Festeggiamenti dei tifosi dell'Inter

E’ primavera ma sembra autunno. Nuvoloni carichi d’acqua si aggirano minacciosi su Milano dopo la pioggia a intermittenza del risveglio. L'aria è appena tiepida e c’è più traffico del solito in questo pazzerello inizio di maggio. Avverti sin dal mattino che è cambiato il respiro quotidiano in città, si percepisce un ritmo diverso e si vive ad una velocità alterata. Speranza e incubi nel giorno della verità. Quello che per i tifosi vuol dire “Finale o Monumentale“.

Dalla zona di San Siro che già di buon'ora subisce deviazioni preventive a corso Buenos Aires intasata come tutti i giorni dopo le notti piovose; dal centro già preso d’assalto da chi deve aspettare il tramonto per prendere la metropolitana in direzione Lotto a Brera che come sempre unisce alla perfezione la sua indole artistica alla passione calcistica. Il tutto fra pronostici dispensati nei supermercati in zona Loreto e battute da bar sport con cui si cercava di portare jella al collega di fede opposta. Per settimane è andata avanti così. Fin quando la gente ha cominciato ad accelerare il passo verso la Scala del Calcio, trascinandosi pensieri e ombrelli umidi. Maglie nerazzurre e rossonere sfilavano sul vialone dell’Ippodromo, poi ci si separava dandosi appuntamento per la birra da bere dopo la partita.

Bagno di folla all'arrivo delle squadre, l'Inter resta incastrata nell'affettuoso abbraccio dei supporter ed entra nel ventre di San Siro con qualche minuto di ritardo. Dentro lo stadio lo spettacolo di sempre trasmesso in mondovisione (115 Paesi collegati): un festival di luci e colori, di suoni e di cori.
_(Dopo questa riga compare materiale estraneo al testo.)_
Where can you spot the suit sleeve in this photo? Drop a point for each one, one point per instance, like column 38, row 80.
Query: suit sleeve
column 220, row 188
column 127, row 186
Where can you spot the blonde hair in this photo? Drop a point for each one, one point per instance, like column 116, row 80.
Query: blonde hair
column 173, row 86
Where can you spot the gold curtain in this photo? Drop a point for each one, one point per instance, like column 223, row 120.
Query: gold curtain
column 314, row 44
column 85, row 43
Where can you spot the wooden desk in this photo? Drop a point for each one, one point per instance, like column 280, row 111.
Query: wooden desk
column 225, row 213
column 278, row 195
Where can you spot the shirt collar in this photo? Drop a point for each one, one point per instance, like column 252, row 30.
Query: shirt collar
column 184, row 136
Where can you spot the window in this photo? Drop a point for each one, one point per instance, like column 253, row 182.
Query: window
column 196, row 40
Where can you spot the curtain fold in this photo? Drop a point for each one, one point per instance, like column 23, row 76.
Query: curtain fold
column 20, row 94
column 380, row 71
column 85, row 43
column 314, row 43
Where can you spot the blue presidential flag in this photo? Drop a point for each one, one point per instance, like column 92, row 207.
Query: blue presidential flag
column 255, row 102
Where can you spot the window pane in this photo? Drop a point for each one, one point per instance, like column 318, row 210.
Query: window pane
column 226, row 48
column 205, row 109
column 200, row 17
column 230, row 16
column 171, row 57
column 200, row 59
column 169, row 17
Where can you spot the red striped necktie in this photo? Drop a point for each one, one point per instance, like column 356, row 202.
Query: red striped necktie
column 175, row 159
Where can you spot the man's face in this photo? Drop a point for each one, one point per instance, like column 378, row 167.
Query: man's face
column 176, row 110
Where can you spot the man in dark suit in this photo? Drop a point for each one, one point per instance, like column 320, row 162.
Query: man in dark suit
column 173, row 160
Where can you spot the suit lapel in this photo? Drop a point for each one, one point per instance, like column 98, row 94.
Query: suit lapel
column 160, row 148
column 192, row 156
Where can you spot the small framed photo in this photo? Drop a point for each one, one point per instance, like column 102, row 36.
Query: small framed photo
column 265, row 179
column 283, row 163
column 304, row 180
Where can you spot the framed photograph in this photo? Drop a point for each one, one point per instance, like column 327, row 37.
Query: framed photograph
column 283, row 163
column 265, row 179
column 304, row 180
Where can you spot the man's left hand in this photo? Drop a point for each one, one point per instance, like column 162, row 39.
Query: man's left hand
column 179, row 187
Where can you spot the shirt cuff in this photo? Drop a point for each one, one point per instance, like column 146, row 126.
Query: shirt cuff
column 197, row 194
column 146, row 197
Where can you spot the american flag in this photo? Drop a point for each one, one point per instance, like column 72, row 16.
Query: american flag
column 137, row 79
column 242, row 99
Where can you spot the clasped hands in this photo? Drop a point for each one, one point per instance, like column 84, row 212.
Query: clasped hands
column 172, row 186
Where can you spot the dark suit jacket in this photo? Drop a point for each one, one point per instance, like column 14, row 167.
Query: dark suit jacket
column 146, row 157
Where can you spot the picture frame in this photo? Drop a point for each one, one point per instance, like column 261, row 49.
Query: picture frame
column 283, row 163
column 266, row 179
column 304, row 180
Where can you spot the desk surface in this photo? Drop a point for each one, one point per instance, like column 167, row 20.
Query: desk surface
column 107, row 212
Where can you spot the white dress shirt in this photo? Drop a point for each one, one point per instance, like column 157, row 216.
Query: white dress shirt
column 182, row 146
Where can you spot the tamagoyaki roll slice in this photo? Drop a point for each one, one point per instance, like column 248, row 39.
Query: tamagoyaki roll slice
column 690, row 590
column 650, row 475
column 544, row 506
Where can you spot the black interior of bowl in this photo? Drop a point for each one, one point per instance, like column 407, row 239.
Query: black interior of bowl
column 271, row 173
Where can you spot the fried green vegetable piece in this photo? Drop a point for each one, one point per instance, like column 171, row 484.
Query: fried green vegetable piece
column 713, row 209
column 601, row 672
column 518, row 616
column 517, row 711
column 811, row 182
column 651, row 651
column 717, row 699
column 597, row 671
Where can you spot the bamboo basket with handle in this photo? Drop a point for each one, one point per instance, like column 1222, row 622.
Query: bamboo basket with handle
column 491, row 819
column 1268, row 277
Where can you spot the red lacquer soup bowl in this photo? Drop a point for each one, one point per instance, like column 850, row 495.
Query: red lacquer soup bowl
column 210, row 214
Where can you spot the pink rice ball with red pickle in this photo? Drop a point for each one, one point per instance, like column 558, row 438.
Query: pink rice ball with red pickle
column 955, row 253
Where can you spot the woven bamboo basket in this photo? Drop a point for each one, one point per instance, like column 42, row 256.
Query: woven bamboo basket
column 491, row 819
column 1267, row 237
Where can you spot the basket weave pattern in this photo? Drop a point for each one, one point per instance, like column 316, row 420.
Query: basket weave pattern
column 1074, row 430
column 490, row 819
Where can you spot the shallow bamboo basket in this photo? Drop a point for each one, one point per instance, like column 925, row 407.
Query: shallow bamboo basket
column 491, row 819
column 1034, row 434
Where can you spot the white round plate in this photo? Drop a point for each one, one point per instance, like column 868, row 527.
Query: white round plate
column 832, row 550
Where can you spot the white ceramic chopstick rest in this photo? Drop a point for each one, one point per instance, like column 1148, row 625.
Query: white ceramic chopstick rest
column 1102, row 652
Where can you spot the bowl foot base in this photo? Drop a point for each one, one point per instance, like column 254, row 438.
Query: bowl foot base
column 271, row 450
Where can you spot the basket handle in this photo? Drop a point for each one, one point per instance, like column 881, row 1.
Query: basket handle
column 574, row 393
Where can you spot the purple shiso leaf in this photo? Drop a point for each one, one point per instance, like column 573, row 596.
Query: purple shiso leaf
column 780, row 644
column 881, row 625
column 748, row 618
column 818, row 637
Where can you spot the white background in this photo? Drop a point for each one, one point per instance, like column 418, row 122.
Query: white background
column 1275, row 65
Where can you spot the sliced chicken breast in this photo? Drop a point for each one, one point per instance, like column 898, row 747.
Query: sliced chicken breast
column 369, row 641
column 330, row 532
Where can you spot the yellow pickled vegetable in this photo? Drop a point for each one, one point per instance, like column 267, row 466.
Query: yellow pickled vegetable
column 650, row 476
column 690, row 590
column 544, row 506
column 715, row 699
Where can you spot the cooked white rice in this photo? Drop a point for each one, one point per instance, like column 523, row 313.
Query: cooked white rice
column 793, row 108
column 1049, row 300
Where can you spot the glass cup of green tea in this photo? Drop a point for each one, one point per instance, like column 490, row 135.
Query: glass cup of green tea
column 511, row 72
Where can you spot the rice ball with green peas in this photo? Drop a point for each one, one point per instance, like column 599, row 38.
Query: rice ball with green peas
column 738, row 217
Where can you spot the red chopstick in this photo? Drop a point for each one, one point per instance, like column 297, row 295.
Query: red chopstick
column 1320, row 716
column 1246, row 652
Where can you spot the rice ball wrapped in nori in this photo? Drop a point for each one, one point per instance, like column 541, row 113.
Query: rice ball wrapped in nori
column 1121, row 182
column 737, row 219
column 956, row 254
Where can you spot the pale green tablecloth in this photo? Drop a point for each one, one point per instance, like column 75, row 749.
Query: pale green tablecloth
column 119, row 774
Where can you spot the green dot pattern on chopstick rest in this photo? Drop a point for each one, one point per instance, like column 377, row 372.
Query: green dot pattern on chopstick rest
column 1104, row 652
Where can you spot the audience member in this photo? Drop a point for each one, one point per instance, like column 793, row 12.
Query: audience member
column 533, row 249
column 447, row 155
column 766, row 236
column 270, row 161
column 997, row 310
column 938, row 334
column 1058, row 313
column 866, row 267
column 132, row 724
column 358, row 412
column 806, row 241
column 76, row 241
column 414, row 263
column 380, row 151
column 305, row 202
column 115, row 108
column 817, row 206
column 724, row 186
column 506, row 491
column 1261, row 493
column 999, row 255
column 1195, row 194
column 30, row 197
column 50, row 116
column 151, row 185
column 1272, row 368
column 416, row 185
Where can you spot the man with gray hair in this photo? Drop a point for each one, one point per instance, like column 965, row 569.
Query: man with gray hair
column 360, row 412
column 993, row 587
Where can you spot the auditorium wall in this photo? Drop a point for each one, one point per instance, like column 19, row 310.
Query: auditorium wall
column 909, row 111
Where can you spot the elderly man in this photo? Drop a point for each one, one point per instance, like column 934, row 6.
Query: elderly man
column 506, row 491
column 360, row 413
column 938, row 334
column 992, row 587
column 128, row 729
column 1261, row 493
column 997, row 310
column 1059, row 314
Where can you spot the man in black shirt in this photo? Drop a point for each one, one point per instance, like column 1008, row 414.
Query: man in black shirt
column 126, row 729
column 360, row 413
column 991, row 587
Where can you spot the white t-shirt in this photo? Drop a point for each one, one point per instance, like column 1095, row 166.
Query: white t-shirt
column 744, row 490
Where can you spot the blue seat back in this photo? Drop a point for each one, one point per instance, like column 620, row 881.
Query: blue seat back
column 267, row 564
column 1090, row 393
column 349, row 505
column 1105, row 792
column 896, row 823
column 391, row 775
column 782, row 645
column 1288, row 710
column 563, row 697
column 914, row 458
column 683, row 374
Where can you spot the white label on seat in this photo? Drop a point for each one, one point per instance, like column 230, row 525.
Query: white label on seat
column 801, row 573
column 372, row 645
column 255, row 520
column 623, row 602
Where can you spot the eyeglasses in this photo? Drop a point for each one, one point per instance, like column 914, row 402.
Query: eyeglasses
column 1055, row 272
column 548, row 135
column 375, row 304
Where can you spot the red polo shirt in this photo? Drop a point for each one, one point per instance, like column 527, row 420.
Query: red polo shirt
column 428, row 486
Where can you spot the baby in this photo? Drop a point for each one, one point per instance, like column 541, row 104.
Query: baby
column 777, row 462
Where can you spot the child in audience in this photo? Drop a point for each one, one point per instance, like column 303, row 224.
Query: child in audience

Con le solite, meravigliose coreografie. La Nord interista accoglie anche Marco Materazzi, uno degli “eroi del Triplete“ ed esibisce un guerriero che si protegge con lo scudo dalle frecce degli avversari (gli stemmi delle squadre eliminate) e la scritta a caratteri cubitali "Victoria nobis vita". La curva milanista risponde con la classica coreografia da trasferta (a disposizione c’è solo il secondo anello della Sud): un lungo striscione ed un'esortazione: "All'assalto". E poi una dedica a Bebo Martinotti, un supertifoso (molto amico di Silvio Berlusconi) scomparso pochi giorni fa.

Ma lo spettacolo se lo gode tutto lo stadio (oltre 76.000 spettatori con 12 milioni d’incasso e nuovo record per il calcio italiano) tinto di nerazzurro, anche l’affollatissima tribuna vip dove abbondano le Leggende Nerazzurre: da Stankovic a Sneijder, da Cordoba a Ranocchia, e poi Vieri, Di Biagio e Berti. Con loro altri volti famosi, da Boniek a Figo, con Amadeus e Bonolis, Tananai e Madame. E ancora Belinelli, Fognini e Magnini. Non manca nessuno in un derby stile anni ‘80 che sembra non morire mai, segnaposto indelebile di un tempo di gloria che merita ancora credito. Perché se c’è qualcosa capace di rendere Milano quella città che hai sempre conosciuto, quel qualcosa è il derby. Bauscia e Casciavit, passione e tradizione, ansia ed esaltazione, poesia e superstizione. Perché Inter-Milan è sempre speciale.

Novantacinque minuti di passione e di cori, di sfottò e di incitamenti. Passando dalla disperazione per l'occasione sprecata da Diaz alla gioia irrefrenabile per la rete di Martinez nel finale. Al triplice fischio la festa è stata solo nerazzurra, con lo speaker che incitava intonando "chi non salta rossonero è" mentre i nerazzurri danzavano e si abbracciavano sotto la Nord. Milanisti a testa alta e con gli occhi lucidi sotto la Sud per ricevere l'applauso, meritato, dei tifosi. Con loro per pochi attimi anche Calhanoglu, che non ha dimenticato di aver giocato anche sull'altra sponda del Naviglio e con grande sportività è andato a consolare gli ex compagni prima di unirsi alla festa di tutti gli interisti. Va in finale l'Inter. E' vero. E con grande merito perché ha dimostrato di essere più forte e più cinica. Ma a San Siro hanno vinto un po' tutti, in campo sugli spalti. Sperando di non dover aspettare altri vent'anni il prossimo Euroderby. Perché notti così sono bellissime. E Milano se le merita.